- Born: October 12, 1923
- Died: February 9, 2001 (aged 77) Willingboro Township, New Jersey, U.S.
- Occupations: Advertising executive, business owner
- Years active: 1970s
- Known for: Human skull mail order delivery service

= George Dashnau =

American advertising executive

George Dashnau (October 12, 1923 – February 9, 2001) was an advertising executive in Philadelphia who started the first mail order delivery service that supplied human skulls. He was 55 years old when he started the business.

==Business==
Dashnau sold human skulls for $100 each in the 1970s, which he claimed to be from a medical supply firm that wanted to be nameless. The business was based out of his post office box under the trade name The Skull Man. He started the business because he wanted to become rich, a dream that he had had for many years. He believed the idea came from years of reading science fiction. Dashnau said that he tried to think of the skulls as old bones and not as people.

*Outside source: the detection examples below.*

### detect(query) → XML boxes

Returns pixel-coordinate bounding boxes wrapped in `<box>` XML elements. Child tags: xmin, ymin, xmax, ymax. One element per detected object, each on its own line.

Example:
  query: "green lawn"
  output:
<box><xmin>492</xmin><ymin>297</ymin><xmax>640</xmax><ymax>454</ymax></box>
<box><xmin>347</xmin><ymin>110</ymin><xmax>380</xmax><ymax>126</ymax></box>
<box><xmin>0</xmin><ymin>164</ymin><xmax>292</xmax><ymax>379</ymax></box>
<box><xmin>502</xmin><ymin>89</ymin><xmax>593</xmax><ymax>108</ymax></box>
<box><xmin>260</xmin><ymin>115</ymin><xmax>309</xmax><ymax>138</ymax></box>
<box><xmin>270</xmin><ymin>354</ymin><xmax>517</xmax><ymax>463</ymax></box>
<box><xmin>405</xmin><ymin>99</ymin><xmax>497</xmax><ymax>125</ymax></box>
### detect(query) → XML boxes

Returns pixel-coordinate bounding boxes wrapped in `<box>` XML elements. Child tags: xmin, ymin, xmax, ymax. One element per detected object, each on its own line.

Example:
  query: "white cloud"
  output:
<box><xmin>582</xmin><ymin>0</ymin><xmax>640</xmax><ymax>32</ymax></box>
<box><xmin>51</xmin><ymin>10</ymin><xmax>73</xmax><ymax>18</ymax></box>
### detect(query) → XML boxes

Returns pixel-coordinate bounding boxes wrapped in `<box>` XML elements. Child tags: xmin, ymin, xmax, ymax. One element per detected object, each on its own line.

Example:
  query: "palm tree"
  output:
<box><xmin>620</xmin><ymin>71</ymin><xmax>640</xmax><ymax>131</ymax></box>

In the hope that human skulls would become novelty items, he did not market them for medical purposes but as decorations for home and work. Roger Simmons, of the Chicago Sun-Times, asked Dashnau why he would not reveal where the skulls were from. Dashnau said that he would not reveal where they came from because he did not want imitators using the same supplies. Dashnau said that The Wall Street Journal refused to run his ad.

==Human skulls==
Each skull was treated to prevent decalcification. The cranium was made so that people could view the lower brain cavity and the lower jaw was fastened with springs which allowed someone to open and close the mouth. Dashnau had no idea how old the skulls were or where they came from, but that people bought them as pieces for conversation. Two of Dashnau's hopes were that business executives would buy a skull as an unusual desk ornament and to be able to expand his offered merchandise, including full human skeletons for $500 each.

==Death==
Dashnau died on February 9, 2001, due to a stroke in Willingboro Township, New Jersey. He was buried at Monument Cemetery in Beverly, New Jersey, on February 14, 2001.

==Bibliography==
In 1979 and again in a 1981 edition, Dashnau had an entry in the book Famous Americans You Never Knew Existed. In 1990, Dashnau had an entry in the book Best Of Gravestone Humor.